Wagner empurra Fidel no chão.
―
E eu com isso?
―
A cirurgia custa vinte mil reais. Me ajuda! Me ajuda!
―
Não. Você vai pagar caro pelo que me fez ontem. Quem sabe a vida da sua filha
seja um bom custo...
―
Eu faço o que o senhor quiser, mas é a vida da minha filha que ta em jogo. Ela
não tem culpa.
―
Não? Então pede com jeitinho.
―
Como?
—
Beija os meus pés.
Fidel nem pensa, beija os sapatos
de Wagner.
―
Tira os sapatos. Eu quero que você BEIJE OS MEUS PÉS!
Fidel faz o que foi ordenado.
―
Bom garoto. Sua cachorra. Cachorra! Agora implora o meu perdão.
―
Perdão. Perdão! — Fidel chora de joelhos. — Se o senhor me emprestar esse
dinheiro eu posso trabalhar aqui até quitar a dívida.
Wagner
aceita o acordo.

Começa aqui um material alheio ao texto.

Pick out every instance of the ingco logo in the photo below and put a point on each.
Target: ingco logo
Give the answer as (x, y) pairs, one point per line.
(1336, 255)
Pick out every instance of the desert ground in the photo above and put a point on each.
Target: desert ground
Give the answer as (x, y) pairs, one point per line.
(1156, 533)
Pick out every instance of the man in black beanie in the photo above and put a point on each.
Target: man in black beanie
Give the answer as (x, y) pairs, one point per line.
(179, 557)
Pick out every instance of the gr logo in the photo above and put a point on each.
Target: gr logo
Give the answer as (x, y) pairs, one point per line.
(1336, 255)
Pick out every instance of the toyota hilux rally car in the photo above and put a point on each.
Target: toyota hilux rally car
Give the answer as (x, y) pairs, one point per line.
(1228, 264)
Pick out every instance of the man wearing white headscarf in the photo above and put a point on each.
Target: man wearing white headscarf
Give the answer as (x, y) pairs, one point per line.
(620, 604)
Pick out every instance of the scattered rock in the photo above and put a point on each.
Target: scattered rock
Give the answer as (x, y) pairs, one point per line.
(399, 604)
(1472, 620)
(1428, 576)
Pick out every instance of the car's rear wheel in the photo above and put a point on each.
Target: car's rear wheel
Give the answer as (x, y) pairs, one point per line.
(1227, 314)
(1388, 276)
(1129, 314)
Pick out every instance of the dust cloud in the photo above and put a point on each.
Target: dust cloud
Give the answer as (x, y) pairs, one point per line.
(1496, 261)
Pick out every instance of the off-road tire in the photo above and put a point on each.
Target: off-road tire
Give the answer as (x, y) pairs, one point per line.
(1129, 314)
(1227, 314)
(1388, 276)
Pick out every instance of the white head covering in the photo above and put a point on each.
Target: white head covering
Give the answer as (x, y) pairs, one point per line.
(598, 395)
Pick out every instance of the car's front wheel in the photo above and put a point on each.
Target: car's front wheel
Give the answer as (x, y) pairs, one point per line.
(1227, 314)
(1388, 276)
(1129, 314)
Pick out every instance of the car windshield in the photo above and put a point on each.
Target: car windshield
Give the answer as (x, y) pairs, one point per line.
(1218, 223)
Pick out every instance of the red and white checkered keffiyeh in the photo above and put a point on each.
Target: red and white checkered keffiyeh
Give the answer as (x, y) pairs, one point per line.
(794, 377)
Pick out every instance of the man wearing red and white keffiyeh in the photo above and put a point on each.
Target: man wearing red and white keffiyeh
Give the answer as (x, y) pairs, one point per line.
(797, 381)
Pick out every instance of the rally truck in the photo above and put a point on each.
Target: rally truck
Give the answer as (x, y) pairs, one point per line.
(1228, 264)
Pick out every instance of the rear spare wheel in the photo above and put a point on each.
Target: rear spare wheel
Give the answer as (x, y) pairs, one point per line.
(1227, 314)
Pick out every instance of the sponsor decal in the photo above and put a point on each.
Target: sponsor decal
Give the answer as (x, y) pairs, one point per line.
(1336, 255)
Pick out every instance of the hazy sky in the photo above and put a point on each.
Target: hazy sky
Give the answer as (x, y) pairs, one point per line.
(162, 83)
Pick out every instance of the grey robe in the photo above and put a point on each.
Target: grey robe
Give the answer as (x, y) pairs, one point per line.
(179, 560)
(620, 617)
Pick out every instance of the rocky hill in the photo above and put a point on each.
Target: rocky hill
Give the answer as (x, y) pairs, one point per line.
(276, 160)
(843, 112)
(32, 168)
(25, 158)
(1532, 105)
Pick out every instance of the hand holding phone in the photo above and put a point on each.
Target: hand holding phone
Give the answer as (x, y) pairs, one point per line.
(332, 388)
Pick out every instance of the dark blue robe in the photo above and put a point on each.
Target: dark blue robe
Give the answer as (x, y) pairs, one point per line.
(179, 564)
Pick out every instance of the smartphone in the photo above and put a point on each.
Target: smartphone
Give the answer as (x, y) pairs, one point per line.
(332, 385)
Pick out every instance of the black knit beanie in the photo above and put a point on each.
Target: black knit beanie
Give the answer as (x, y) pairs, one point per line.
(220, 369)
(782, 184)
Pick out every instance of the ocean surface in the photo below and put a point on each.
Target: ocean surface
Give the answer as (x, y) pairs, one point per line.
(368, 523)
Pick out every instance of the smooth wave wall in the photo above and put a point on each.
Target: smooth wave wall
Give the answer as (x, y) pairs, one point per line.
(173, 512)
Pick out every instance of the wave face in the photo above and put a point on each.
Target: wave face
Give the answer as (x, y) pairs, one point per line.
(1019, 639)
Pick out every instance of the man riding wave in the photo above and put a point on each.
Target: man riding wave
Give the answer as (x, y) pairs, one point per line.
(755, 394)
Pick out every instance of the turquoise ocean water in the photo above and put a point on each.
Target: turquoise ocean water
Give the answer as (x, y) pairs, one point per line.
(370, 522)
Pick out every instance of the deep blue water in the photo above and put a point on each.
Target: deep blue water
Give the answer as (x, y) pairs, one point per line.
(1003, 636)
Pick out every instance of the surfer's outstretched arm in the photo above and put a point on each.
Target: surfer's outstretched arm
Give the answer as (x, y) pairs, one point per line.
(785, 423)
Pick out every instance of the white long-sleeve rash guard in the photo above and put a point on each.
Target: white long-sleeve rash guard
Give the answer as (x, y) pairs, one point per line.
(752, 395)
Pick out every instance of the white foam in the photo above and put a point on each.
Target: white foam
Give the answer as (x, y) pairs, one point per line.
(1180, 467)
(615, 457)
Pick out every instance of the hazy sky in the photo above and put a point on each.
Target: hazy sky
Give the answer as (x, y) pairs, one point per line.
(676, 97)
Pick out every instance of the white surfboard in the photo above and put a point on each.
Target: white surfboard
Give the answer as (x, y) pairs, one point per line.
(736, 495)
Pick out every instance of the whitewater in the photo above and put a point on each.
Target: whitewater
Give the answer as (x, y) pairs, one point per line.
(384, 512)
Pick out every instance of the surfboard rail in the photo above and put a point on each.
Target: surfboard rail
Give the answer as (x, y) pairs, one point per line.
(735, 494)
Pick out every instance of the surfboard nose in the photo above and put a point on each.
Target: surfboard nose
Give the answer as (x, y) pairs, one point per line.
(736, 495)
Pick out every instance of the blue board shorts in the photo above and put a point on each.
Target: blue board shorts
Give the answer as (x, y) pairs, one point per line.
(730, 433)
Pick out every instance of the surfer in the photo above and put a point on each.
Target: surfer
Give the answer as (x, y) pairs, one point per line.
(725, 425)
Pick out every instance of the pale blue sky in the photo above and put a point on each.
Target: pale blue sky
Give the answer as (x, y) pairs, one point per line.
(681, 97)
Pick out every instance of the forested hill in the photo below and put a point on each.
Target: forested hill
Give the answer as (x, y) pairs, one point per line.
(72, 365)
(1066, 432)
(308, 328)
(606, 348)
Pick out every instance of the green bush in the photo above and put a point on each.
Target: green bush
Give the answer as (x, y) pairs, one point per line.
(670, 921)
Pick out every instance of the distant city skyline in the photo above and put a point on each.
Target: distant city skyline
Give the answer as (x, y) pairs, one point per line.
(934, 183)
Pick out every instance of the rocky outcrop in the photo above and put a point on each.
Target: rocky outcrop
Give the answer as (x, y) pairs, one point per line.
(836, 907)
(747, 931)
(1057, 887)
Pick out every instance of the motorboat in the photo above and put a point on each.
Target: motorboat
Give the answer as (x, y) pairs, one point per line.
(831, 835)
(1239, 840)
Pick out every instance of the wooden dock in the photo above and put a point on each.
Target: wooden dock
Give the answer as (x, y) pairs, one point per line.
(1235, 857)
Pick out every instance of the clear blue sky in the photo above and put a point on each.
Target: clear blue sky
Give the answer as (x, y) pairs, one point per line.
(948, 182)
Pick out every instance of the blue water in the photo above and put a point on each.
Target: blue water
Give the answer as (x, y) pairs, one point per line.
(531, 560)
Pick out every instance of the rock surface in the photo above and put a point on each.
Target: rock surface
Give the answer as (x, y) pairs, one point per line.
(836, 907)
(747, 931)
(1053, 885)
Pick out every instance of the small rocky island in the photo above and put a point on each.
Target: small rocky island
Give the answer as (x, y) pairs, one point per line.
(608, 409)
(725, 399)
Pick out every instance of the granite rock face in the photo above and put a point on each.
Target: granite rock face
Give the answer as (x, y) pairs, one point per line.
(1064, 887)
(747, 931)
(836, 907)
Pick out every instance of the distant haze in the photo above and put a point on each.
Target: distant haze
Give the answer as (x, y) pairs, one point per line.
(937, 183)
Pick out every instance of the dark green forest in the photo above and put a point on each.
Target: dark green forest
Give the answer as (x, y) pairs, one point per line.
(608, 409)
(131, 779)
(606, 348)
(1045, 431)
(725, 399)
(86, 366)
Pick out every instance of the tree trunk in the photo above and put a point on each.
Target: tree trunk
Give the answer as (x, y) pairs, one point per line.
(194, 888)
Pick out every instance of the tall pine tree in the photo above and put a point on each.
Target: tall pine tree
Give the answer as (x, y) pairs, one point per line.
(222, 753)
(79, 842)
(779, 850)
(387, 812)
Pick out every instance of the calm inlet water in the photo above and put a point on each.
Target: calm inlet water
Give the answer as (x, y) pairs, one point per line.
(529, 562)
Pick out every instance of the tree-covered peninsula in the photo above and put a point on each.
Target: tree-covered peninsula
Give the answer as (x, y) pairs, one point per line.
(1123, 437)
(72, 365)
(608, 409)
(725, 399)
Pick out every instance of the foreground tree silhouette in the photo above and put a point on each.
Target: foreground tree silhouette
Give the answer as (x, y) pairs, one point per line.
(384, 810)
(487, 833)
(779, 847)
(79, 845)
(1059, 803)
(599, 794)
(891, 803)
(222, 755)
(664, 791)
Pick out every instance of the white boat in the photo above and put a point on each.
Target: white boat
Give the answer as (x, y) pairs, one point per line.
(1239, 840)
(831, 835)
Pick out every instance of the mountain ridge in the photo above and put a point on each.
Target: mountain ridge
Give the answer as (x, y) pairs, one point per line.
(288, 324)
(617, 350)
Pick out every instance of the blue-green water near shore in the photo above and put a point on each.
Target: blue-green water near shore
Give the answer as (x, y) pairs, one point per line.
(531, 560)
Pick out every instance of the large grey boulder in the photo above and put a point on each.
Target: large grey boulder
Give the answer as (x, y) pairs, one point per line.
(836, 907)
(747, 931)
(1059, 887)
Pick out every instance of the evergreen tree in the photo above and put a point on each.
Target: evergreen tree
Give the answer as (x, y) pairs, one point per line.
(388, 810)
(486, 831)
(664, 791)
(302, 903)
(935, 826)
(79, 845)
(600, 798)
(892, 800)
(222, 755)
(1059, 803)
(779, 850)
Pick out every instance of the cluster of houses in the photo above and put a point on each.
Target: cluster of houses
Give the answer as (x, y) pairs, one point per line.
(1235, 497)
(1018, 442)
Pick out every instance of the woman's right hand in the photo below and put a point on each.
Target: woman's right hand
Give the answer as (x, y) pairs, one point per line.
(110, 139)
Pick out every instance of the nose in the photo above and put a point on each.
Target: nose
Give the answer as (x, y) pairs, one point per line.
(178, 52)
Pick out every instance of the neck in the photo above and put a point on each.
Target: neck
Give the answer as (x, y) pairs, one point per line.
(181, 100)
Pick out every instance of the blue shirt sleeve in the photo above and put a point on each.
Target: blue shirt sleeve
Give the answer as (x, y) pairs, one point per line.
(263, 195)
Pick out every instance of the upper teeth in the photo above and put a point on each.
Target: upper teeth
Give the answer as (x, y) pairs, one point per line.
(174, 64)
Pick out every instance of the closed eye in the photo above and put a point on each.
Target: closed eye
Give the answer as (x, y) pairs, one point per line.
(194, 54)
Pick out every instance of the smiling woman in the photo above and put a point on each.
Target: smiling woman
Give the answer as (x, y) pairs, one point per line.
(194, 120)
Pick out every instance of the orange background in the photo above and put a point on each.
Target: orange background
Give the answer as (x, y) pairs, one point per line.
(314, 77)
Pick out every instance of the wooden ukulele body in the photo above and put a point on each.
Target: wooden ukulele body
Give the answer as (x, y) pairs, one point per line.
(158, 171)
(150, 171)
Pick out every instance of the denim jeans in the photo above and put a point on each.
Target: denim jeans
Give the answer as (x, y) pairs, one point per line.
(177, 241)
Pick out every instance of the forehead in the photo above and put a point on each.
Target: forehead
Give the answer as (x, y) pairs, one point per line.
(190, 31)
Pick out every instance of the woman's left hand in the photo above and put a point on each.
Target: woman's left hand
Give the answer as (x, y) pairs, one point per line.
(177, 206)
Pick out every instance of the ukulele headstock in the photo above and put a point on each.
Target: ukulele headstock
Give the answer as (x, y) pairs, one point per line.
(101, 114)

Ao meio dia, Analú entra na sala de cirurgia.
***
O
primeiro dia de trabalho de Cidinha e Ingrid é cansativo. Porém, sabem que
aquela é uma oportunidade única.
―
Com o dinheiro desse mês a gente já pode alugar uma casinha. – diz Ingrid,
limpando uma vidraça.
―
Fato. Ainda bem que a sua mãe adotiva deixou a gente ficar lá por uns tempos.
Mas amiga, a gente tem que trabalhar logo num domingo?
―
Deixa de corpo mole. Agora limpa essa vidraça aí que ta toda manchada.
Finalmente
o horário do almoço. Cidinha fica no refeitório enquanto Ingrid, que está sem
fome resolve sair do prédio para tomar um ar. Duas mãos tapam os seus olhos.
Ela tenta adivinhar, mas não consegue.
―
Quem é?
As
mãos soltam o rosto da mulher. Ela vira e surpreende-se ao ver Bruno.
―
Você?
―
Sim, sou eu.
Bruno repara na roupa de Ingrid.
―
Espera aí. Você não disse que era secretária? O que tá fazendo com roupa de
faxineira?
Ingrid
se assusta e corre, atravessando a avenida sem olhar. Um gol de cor preta a
atropela. Ingrid rola a avenida e cai inconsciente.